This fact highlights the growing senselessness of the Commission's continued refusal to recognize intermodal competition in the broadband marketplace. Rather than acknowledge that broadband providers of all stripes compete with each other, the Commission slices the broadband marketplace into separate techno-functional categories. Mobile wireless is its own market in the Commission's view, and that market excludes any competition from high-speed wireline deployments by cable and fiber providers.

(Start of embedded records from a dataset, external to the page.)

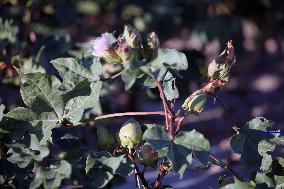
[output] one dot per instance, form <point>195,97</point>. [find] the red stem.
<point>169,116</point>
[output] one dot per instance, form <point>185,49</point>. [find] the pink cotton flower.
<point>102,47</point>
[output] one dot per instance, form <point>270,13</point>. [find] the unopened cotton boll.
<point>130,134</point>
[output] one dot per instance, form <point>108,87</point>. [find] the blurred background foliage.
<point>33,32</point>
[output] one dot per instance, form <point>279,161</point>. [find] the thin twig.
<point>220,101</point>
<point>125,114</point>
<point>166,108</point>
<point>163,170</point>
<point>140,175</point>
<point>216,160</point>
<point>179,124</point>
<point>169,115</point>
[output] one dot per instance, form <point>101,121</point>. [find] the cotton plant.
<point>41,145</point>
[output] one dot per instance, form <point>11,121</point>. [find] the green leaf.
<point>260,123</point>
<point>52,176</point>
<point>239,185</point>
<point>20,120</point>
<point>41,93</point>
<point>157,136</point>
<point>76,106</point>
<point>130,73</point>
<point>101,167</point>
<point>73,72</point>
<point>263,148</point>
<point>179,151</point>
<point>22,155</point>
<point>168,58</point>
<point>169,87</point>
<point>246,143</point>
<point>197,143</point>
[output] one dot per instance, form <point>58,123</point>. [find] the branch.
<point>125,114</point>
<point>216,160</point>
<point>163,171</point>
<point>138,173</point>
<point>169,115</point>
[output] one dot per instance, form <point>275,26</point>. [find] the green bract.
<point>130,134</point>
<point>195,104</point>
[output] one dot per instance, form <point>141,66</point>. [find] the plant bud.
<point>123,50</point>
<point>102,47</point>
<point>153,40</point>
<point>219,68</point>
<point>195,103</point>
<point>130,134</point>
<point>105,139</point>
<point>132,37</point>
<point>147,155</point>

The accelerating network performance of mobile broadband, likely driven by the rollout of 5G service, makes clear that broadband providers compete intermodally. Of course, as noted above, the speed of fixed networks also improved over the last two years, and now exhibit average download speeds above 220 Mbps, per Ookla's May 2022 data. But even if they hadn't, and mobile network speeds were par with fixed network speeds, it is more than reasonable to assume that many customers might have canceled their fixed subscriptions. The improvements made by mobile networks may have driven fixed networks to make their own upgrades to maintain their speed advantages.

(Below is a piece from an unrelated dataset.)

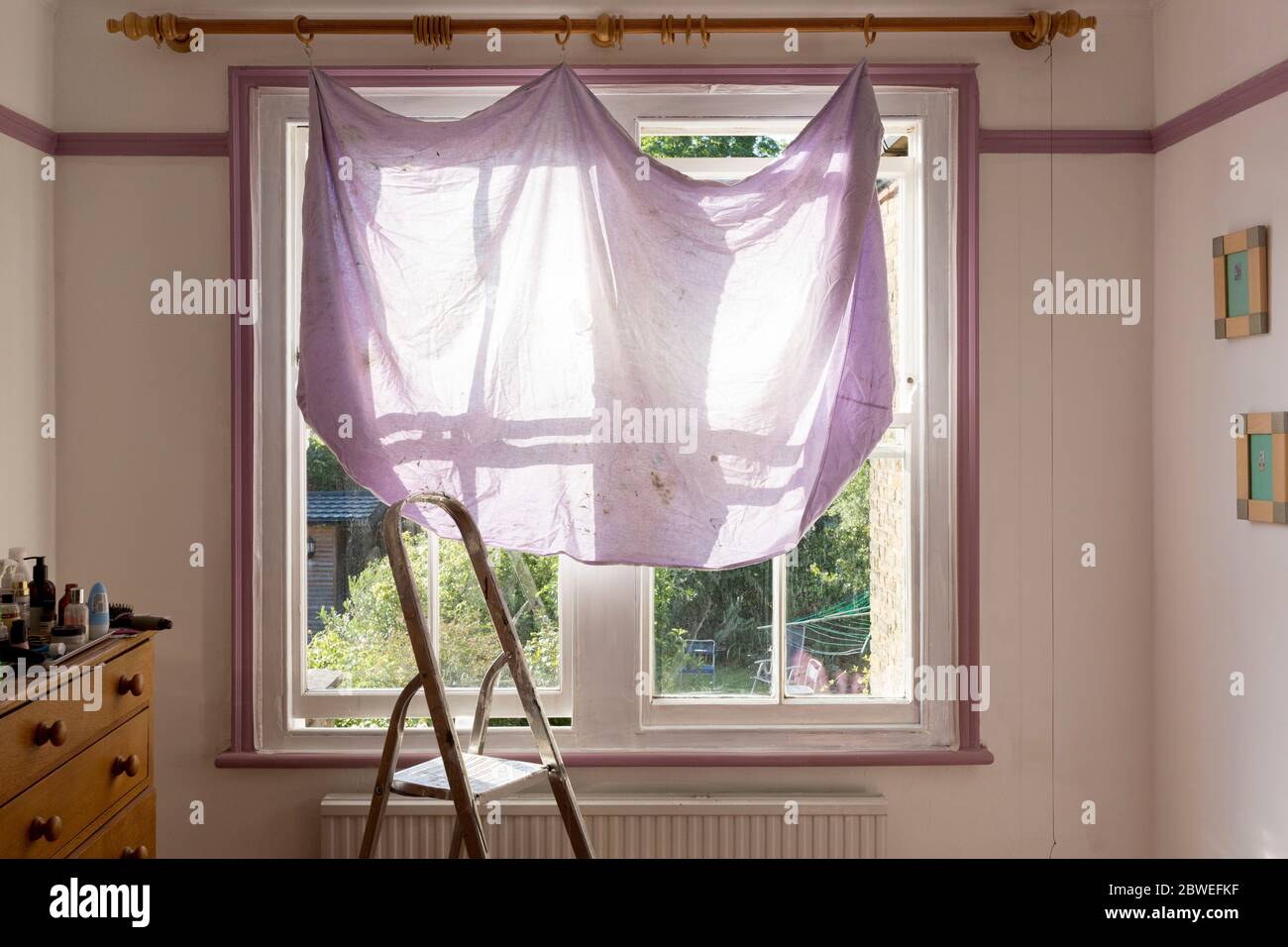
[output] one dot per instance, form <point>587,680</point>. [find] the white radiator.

That's clear evidence of intermodal competition.
The Commission should abandon its techno-functional categories and instead assess competition in the "broadband marketplace." That broader market definition would account for intermodal competition between fixed, mobile, satellite, and any other types of broadband providers. It will be increasingly difficult to ignore intermodal competition as more evidence of it emerges from the competitive broadband market conditions today.